Artista poliedrico oltre che maestro, sognatore a cui non è mai mancata la concretezza, con lo sguardo al cielo e i piedi in terra, è stato per tanti bimbi un punto di riferimento capace di guardare lontano.
 

 


Una scuola che profuma di terra e libertà, è sempre stato il suo modo di viverla e proporla, una scuola dove i banchi non sono confini, ma tavoli rotondi attorno ai quali sedersi tutti insieme come un’unica comunità. Nello stile dei grandi educatori, Guido ha sempre creduto che per far crescere i bambini servisse spazio, movimento, fantasia, pazienza, ascolto, qualche regola, buoni esempi e concretezza. Oltre alle materie curriculari, per le quali esigeva attenzione e impegno, ha saputo organizzare attività a latere che hanno dato ai bambini emozioni molto più potenti di una pay TV dai programmi preconfezionati o degli scroll di uno smartphone.

 



L’importanza di infilare le mani nella terra: con il progetto dell'orto scolastico i bambini hanno imparato la pazienza, il rispetto per la natura e la magia del ciclo delle stagioni, scoprendo che ogni seme ha bisogno di cura per germogliare, proprio come un bambino. E così, una piccola serra nel cortile della scuola, dove fragole, zucchine, insalata e barbabietole da semi diventavano piante, fiori e frutti, diventava luogo di cura, di stupore e di emozioni.

 


Non ha fatto mancare laboratori all’aperto, gite in paesi e cittadine e visite nelle aziende agricole, in golena, da cui tornare bagnati di pioggia o sporchi di fango e terra, a dispetto delle odierne teorie per le quali i bambini non si devono sporcare. Una didattica quella di Guido col fascino dell’avventura per toccare con mano la realtà unendo la teoria alla vita vissuta.

 



Le classi di Guido non risuonavano del baccano di monelli turbolenti ma di note, musica e canto, di ritmi e parole importanti. Chitarrista e cantautore ha fatto della musica uno strumento quotidiano per apprendere il valore dell’amore e del rispetto, della bruttura delle guerre, della bellezza della natura. Attraverso testi di De André e Bob Dylan, dei canti popolari e rurali le emozioni scorrevano come elettricità lungo i cavi quando si accende l’interruttore. Dalle canzoni popolari che raccontano le radici del territorio ai grandi brani cantautorali capaci di far riflettere anche i più piccoli, dalla Guerra di Piero, Blowin' in the Wind, Imagine, l’Uva Fogarina e Vitti 'Na Crozza, la “Vico Band”, composta da piccoli artisti, ha calcato anche qualche palcoscenico fuori porta.

 


E se la musica e l'arte sono la voce della comunità, non poteva mancare il teatro, altro potente mezzo educativo: a fine anno i bambini hanno indossato i panni di altri, si sono calati in altre vite, vincendo la timidezza sul palcoscenico del nostro splendido teatro, che ha fatto la sua parte nel far vibrare la loro sensibilità
Ciò che ha reso prezioso e unico il percorso del Maestro Guido è l'attenzione profonda verso ciascuno e il rispetto del carattere e delle inclinazioni di ogni bimbo. Nella sua classe non esistevano gli ultimi, gli stranieri, i ribelli, ma solo bambini, ognuno con le sue fragilità, le sue esigenze, il suo talento, la sua forza. Le differenze, le diversità erano visti come elementi di arricchimento e di scambio da coltivare, accettare e capire affinché la classe fosse colorata ed unita negli intenti. 

 


 

L'inclusione non è mai stata una parola scritta o pronunciata perché si deve, ma un abbraccio quotidiano fatto di ascolto, rispetto, aiuto, solidarietà, affinché ogni bimbo entrasse a scuola come in un rifugio sicuro, come piccoli apprendisti nell’officina della vita.

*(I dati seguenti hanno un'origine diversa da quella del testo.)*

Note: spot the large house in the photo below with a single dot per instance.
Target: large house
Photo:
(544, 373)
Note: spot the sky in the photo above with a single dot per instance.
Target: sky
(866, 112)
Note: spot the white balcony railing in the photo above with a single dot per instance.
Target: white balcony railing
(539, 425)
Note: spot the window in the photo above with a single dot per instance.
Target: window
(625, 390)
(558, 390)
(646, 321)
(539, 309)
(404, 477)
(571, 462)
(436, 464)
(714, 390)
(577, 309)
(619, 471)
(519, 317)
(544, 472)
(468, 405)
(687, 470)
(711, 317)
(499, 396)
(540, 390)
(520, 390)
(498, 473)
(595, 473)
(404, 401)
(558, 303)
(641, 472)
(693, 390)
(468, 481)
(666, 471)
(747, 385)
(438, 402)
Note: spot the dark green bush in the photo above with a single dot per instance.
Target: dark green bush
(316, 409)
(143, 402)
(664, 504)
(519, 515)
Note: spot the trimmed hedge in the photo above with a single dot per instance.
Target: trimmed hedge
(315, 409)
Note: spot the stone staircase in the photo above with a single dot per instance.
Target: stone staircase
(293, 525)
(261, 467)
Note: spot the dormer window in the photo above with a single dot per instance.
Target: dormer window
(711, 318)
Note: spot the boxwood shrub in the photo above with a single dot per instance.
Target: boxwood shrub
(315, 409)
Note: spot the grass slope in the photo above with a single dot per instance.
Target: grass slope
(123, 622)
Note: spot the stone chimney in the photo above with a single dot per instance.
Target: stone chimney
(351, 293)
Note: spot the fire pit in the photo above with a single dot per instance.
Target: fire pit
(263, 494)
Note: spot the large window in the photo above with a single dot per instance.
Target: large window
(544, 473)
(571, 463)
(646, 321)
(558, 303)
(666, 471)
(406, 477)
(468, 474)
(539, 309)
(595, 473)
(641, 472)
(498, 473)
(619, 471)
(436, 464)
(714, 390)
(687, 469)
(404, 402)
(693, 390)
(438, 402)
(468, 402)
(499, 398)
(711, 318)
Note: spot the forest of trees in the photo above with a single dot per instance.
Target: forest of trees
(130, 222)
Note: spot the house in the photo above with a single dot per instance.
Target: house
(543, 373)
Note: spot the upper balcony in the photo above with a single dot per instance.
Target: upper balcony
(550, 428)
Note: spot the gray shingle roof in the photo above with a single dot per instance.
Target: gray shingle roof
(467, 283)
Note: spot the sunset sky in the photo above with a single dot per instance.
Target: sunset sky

Guido ha davvero insegnato ai bambini che la diversità è una ricchezza, che la pace è un valore per il quale non ci si deve stancare di combattere, che l’altro è solo l’immagine riflessa di sé stessi, che l’altro ha le tue stesse paure, i tuoi stessi sogni, il tuo stesso bisogno d’amore.
Sviluppare un approccio autorevole e non autoritario è stata sempre la ricetta che lo ha reso un punto di riferimento di cui fidarsi e non da temere in quanto autorità, che ha saputo guidare con fermezza e rispetto, creando un ambiente sicuro, non giudicante, in cui i bambini potessero sentirsi liberi di esprimersi, sognare ed essere sé stessi.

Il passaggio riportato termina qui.